Мне сейчас очень грустно. Я думаю о том, как за эти годы неизбежно письма будут писаться реже и реже. Как твоя богатая впечатлениями жизнь будет прокладывать новое русло, уводящее тебя от меня. Так и лучше, так и надо для тебя. Я должен этого хотеть. А все же при этих мыслях больно. Кстати, когда я тебе описывал себя, мне казалось, что я пишу с юмором и эти строки вызовут у тебя улыбку. Перебрался я опять на то место в бараке, где провел 4½ месяца. Вместе со мной два десятника, с которыми я жил в особом бараке. Здесь тепло. Можно спать раздетым. Зима установилась, а с ней какое-то затишье на душе, хотя и тоскливое. Ну, дай мне свою руку, я ее крепко жму, а потом целую.
Как обстоит с изданием «Философических писем» Чаадаева?

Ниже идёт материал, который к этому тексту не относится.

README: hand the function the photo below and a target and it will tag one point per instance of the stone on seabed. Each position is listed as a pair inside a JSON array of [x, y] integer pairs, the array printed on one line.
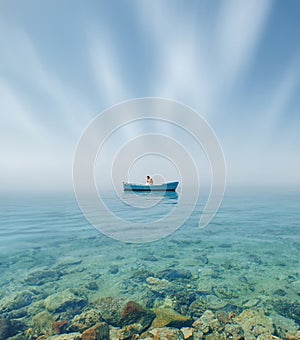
[[165, 333], [119, 313], [64, 300], [207, 322], [254, 322], [169, 317], [70, 336], [98, 332], [85, 320]]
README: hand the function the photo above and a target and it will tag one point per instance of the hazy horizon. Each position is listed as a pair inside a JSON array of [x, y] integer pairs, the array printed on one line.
[[236, 63]]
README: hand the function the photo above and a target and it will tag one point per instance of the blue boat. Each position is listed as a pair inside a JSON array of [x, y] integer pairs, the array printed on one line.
[[160, 187]]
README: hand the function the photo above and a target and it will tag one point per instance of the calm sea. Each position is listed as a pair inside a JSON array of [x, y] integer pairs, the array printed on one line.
[[247, 257]]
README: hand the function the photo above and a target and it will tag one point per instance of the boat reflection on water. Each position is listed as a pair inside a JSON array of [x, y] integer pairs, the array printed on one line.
[[148, 199]]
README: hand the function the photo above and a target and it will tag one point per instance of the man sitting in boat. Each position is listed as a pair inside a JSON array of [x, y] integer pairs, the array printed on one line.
[[149, 181]]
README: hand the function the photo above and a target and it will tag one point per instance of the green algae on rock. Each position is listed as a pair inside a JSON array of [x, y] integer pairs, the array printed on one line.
[[65, 300], [100, 331], [85, 320], [254, 322], [165, 333], [70, 336]]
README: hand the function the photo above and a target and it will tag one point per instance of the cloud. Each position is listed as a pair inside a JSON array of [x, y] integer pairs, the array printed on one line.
[[106, 66], [238, 31]]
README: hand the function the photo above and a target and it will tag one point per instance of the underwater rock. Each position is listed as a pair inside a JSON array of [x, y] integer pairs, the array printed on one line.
[[113, 269], [225, 292], [208, 323], [5, 329], [91, 285], [119, 313], [285, 328], [268, 337], [16, 301], [65, 300], [41, 324], [85, 320], [233, 331], [188, 332], [169, 317], [110, 309], [130, 330], [254, 322], [289, 309], [206, 302], [68, 261], [59, 327], [172, 274], [161, 286], [98, 332], [142, 274], [205, 286], [41, 276], [9, 328], [70, 336], [166, 333], [134, 313]]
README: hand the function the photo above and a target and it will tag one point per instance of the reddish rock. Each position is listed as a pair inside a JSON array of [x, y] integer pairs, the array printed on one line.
[[59, 327], [98, 332]]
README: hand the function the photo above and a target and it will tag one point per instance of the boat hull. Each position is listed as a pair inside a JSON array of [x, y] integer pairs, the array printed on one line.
[[161, 187]]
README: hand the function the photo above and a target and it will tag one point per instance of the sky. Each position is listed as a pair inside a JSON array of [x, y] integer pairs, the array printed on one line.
[[235, 62]]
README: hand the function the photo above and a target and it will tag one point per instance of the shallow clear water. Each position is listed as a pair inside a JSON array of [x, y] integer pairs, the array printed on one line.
[[247, 257]]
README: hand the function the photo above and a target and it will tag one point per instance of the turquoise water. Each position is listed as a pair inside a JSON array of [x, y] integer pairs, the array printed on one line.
[[248, 257]]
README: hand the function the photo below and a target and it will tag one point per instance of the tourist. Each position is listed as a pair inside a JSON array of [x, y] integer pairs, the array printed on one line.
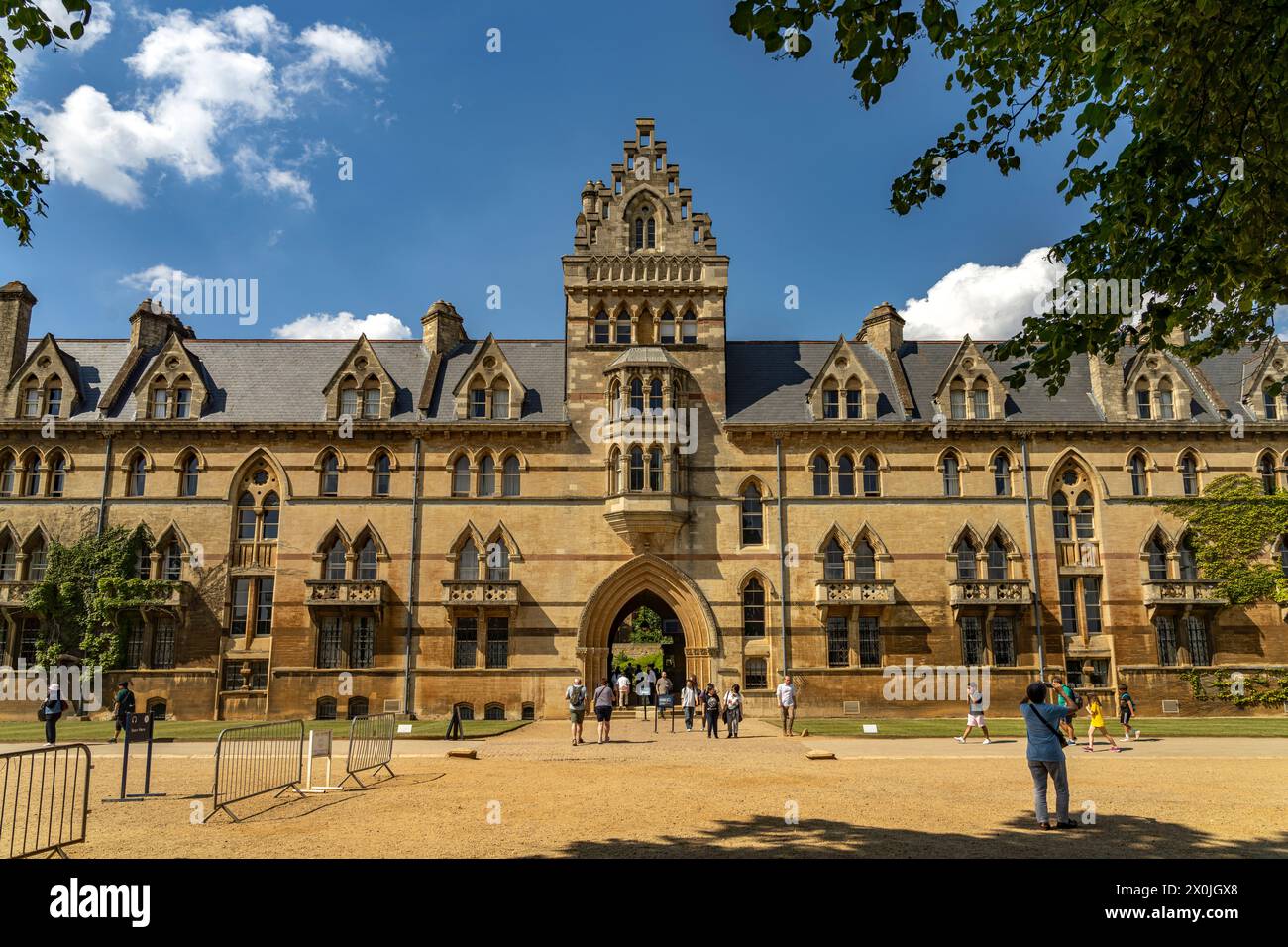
[[51, 711], [690, 701], [604, 709], [974, 714], [576, 696], [1098, 723], [1046, 754], [711, 709], [733, 710], [1126, 711], [787, 705], [123, 705], [1072, 703]]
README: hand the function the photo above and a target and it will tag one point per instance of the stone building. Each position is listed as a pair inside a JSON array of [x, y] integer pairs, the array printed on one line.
[[463, 519]]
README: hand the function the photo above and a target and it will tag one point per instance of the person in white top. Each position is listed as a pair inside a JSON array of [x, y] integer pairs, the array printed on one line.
[[787, 705]]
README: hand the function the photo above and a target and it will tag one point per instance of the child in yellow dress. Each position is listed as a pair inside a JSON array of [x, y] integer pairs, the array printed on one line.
[[1098, 723]]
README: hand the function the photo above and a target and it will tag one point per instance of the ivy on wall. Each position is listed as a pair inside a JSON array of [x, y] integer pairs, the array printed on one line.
[[86, 589], [1231, 527]]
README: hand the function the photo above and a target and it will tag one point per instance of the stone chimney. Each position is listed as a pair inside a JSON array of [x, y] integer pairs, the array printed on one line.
[[442, 329], [16, 302], [150, 329], [883, 329]]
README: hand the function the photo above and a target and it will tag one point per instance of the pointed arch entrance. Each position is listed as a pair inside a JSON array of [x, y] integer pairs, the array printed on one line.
[[653, 581]]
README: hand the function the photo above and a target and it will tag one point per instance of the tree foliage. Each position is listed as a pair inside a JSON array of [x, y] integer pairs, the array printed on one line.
[[21, 175], [1194, 205], [86, 587]]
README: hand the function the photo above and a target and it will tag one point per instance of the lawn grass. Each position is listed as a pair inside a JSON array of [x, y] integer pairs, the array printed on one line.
[[997, 727], [197, 731]]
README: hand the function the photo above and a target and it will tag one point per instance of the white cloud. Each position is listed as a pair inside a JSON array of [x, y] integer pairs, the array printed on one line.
[[984, 302], [343, 325], [204, 81]]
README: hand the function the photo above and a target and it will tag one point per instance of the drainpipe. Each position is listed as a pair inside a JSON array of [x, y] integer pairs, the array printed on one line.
[[1033, 561], [102, 496], [412, 581], [782, 547]]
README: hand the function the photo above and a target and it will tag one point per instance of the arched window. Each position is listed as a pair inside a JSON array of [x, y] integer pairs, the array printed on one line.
[[380, 475], [336, 562], [468, 562], [952, 474], [754, 609], [636, 471], [845, 475], [666, 328], [833, 561], [462, 476], [822, 475], [996, 552], [56, 474], [501, 399], [1138, 474], [966, 561], [1157, 560], [864, 562], [1001, 474], [487, 475], [1189, 474], [330, 483], [510, 476], [690, 329], [1269, 476], [752, 517], [871, 475], [368, 562]]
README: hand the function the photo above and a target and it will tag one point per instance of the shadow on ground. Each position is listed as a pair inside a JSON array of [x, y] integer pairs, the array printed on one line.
[[1122, 836]]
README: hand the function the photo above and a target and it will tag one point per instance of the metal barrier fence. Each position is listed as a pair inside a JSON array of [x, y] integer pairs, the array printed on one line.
[[258, 759], [44, 800], [372, 745]]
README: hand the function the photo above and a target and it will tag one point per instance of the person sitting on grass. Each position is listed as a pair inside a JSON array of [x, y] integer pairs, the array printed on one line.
[[1044, 755], [1098, 723]]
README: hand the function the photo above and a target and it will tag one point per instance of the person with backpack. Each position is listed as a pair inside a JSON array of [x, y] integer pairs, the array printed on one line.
[[576, 696], [733, 710], [1072, 702], [604, 709], [1126, 711], [50, 711], [1044, 755], [711, 707]]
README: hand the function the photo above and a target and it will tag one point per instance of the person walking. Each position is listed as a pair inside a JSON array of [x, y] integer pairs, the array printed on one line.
[[604, 709], [123, 705], [711, 710], [787, 705], [576, 697], [974, 714], [1098, 723], [1044, 755], [51, 711], [690, 702], [733, 710], [1126, 711]]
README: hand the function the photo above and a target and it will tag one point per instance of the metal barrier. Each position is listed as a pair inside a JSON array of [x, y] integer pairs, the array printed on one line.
[[44, 800], [258, 759], [372, 745]]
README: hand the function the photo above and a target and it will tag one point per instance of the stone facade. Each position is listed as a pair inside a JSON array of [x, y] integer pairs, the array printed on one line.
[[451, 521]]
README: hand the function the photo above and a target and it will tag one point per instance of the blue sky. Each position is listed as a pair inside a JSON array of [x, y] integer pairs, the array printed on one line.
[[206, 140]]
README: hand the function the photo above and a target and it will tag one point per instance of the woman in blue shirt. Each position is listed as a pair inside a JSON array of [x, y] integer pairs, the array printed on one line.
[[1046, 755]]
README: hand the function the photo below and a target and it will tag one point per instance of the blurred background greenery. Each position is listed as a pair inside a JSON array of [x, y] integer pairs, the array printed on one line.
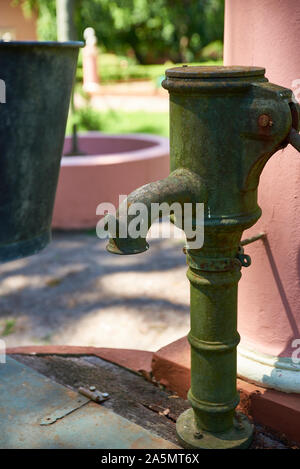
[[137, 40]]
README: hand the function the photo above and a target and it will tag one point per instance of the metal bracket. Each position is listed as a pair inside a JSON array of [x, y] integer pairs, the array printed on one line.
[[93, 394]]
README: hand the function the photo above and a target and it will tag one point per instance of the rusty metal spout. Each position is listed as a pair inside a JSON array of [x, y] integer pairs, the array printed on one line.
[[182, 186], [225, 124]]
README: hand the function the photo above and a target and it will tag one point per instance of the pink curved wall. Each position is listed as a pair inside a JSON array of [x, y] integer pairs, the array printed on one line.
[[267, 33], [114, 165]]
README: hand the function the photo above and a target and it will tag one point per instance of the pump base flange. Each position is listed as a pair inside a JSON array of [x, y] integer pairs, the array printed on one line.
[[237, 437]]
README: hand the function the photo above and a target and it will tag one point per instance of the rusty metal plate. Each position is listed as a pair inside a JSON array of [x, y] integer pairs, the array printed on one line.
[[36, 412]]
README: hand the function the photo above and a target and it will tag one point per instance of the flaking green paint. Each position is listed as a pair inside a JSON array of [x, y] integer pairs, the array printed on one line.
[[218, 143]]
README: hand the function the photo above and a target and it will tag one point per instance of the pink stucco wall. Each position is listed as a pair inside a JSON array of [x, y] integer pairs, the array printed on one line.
[[114, 165], [267, 33], [13, 18]]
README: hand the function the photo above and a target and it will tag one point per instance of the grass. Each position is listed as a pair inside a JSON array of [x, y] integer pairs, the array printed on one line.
[[122, 122], [113, 68]]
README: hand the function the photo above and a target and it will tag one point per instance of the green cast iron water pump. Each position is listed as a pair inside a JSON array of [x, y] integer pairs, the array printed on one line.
[[225, 124]]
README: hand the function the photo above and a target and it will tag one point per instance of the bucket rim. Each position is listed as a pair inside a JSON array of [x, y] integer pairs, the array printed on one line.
[[73, 44]]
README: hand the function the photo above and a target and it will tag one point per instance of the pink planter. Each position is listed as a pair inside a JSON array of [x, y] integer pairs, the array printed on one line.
[[114, 165]]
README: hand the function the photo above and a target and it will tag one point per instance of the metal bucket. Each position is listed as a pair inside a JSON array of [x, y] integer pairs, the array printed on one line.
[[36, 83]]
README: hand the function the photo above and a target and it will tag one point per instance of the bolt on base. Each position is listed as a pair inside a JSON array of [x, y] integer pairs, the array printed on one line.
[[237, 437]]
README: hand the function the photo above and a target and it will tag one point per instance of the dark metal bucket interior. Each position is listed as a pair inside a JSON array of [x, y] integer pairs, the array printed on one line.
[[38, 79]]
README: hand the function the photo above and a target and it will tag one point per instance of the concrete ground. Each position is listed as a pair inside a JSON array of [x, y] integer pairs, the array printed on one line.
[[75, 293]]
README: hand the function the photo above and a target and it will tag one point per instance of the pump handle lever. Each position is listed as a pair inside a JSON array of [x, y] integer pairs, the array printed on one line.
[[294, 139]]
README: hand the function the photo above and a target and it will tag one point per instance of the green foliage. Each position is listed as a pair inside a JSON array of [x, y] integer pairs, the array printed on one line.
[[213, 51], [114, 68], [119, 122], [151, 31]]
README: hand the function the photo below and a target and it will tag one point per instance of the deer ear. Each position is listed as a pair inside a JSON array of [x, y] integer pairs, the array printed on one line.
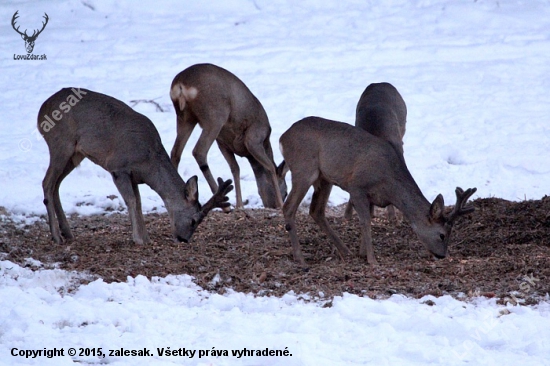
[[192, 189], [437, 207]]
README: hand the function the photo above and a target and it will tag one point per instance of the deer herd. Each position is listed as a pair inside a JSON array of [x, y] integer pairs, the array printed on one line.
[[365, 160]]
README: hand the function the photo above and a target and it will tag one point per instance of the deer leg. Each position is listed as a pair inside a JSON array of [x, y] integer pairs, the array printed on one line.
[[349, 211], [63, 223], [235, 171], [363, 208], [390, 211], [60, 160], [317, 212], [257, 150], [185, 126], [130, 193], [200, 152], [295, 197]]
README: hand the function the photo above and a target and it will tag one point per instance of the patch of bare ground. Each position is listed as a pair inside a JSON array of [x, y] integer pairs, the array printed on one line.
[[492, 252]]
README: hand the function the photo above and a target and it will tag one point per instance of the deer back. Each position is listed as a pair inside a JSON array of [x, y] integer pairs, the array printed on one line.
[[346, 156], [212, 94], [382, 112], [101, 128]]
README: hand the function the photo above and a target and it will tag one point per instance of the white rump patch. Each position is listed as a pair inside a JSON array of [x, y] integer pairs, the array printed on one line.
[[183, 94]]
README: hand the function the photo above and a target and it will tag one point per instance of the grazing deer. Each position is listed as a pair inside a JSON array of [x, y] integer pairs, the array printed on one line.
[[229, 113], [324, 153], [79, 123], [382, 112], [29, 40]]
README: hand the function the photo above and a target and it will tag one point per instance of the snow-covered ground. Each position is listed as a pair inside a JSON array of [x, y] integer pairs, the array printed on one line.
[[475, 76]]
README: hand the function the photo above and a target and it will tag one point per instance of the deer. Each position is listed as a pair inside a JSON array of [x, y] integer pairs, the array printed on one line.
[[29, 40], [77, 123], [227, 111], [382, 112], [322, 153]]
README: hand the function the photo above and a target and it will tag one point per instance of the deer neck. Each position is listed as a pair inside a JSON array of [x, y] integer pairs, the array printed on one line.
[[167, 183], [412, 203]]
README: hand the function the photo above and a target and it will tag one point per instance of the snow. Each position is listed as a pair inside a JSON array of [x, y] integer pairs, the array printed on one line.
[[38, 312], [474, 75]]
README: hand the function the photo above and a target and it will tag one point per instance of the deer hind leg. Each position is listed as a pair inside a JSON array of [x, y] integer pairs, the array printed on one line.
[[185, 125], [62, 162], [349, 211], [130, 193], [255, 147], [236, 172], [300, 186], [364, 211], [317, 212]]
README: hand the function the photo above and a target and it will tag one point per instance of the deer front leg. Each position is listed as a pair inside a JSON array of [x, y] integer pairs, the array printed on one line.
[[317, 212], [185, 126], [236, 172], [255, 147], [200, 152], [363, 208], [130, 193], [290, 207], [348, 214]]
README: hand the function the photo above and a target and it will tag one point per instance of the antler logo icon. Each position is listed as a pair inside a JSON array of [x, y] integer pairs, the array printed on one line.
[[29, 40]]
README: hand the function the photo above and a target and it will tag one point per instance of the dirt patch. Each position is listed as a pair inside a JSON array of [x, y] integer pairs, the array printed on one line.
[[502, 250]]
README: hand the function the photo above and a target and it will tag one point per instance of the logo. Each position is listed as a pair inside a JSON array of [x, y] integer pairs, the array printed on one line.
[[29, 40]]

Сонюшка, родная моя, как ты могла подумать, что я недоволен, что ты не поддерживаешь во мне несбыточные надежды! Ведь я же все время пишу тебе, что обнадеживающий обман хуже любой «низкой истины». Я писал тебе раньше на тему «измучен жизнью, коварством надежды, когда им в жизни душой уступаю». Мне именно дорого то, что мы достаточно сильны и достаточно уважаем друг друга, а главное, достаточно близки — чтобы знать друг о друге то, что есть. Я не помню, в связи с чем я написал, что другие получают обнадеживающие письма. Это такое же недоразумение, как твоя мысль о том, что во мне есть упрек близким, которые не пишут мне. Я тебе уже писал, что допущение в душу такого упрека — было бы моральным падением. Из написанного здесь тебе ясно, что я получил твое письмо № 5 с описанием твоей встречи у Бак.[525]
с Мансуровой[526].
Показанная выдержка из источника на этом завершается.